Nous étions exactement comme nous l’aurions été, assis sur les hauteurs, Ange avait le regard perdu au loin, près de la gare, elle clignait un peu des yeux sous l’effet du vent d’altitude, elle me parlait en admirant le paysage. Sa tenue n’était pas adaptée à cette balade.
- Aveugle, c’est du déjà vu comme maladie !
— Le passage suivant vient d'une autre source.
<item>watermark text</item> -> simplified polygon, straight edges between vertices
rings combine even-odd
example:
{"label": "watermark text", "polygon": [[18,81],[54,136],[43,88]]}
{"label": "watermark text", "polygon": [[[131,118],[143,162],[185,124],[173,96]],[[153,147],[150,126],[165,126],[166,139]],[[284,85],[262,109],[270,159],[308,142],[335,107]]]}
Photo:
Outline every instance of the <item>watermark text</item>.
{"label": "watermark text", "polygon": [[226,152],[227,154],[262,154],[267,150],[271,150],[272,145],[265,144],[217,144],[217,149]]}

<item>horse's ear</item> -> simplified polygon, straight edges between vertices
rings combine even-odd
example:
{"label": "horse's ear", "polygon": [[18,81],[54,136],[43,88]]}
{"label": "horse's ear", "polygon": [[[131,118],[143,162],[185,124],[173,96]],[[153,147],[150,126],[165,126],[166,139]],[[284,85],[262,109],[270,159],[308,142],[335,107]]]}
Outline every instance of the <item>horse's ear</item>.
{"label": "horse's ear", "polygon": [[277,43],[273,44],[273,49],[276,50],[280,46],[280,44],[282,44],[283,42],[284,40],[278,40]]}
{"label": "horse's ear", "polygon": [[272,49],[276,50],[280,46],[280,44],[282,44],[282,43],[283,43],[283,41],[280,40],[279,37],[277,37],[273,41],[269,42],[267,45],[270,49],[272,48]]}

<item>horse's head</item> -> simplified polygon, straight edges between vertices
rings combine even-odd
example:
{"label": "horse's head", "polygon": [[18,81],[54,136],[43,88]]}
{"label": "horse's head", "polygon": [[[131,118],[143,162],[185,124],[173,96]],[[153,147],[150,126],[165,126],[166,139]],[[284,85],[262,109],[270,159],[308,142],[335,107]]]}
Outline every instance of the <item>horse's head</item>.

- Ce qui l’est moins, c’est qu’apparemment, ils deviennent transparents. Il fait frais non ?
Transparents ? J'avais du mal à encaisser tout d'un coup, peut-être que l'émotion ressentie avec F. m'avait coûté trop de force. Un malaise commençait à me gagner. Je n'avais qu'une envie, m'allonger dans la prairie fraîche…. cette vallée devant moi, visible en mon atelier, le sac de pétales qu’il ne fallait pas que j’oublie en ressortant, ces enfants aveugles qui devenaient transparents… Je fermai les yeux sans savoir ce qui se passait. Mon esprit s’offrit un feu d’artifice :  Rose, un oiseau qui se laissait porter vers le ciel à une vitesse fulgurante, entraîné par les courants ascendants, F. qui marchait la nuit dans la neige, le lémurien traversant le parc…Sans le vouloir, je nous détachai de mon chevalet, la lumière me faisait mal aux yeux. Je m’affalai dans le fauteuil attirant mon oiseau avec moi.
- Georges, ça ne va pas ?
J’entendais, mais de loin… Les images continuaient à défiler, elles s’estompaient petit à petit. Derrière, l’horizon était bleu azur.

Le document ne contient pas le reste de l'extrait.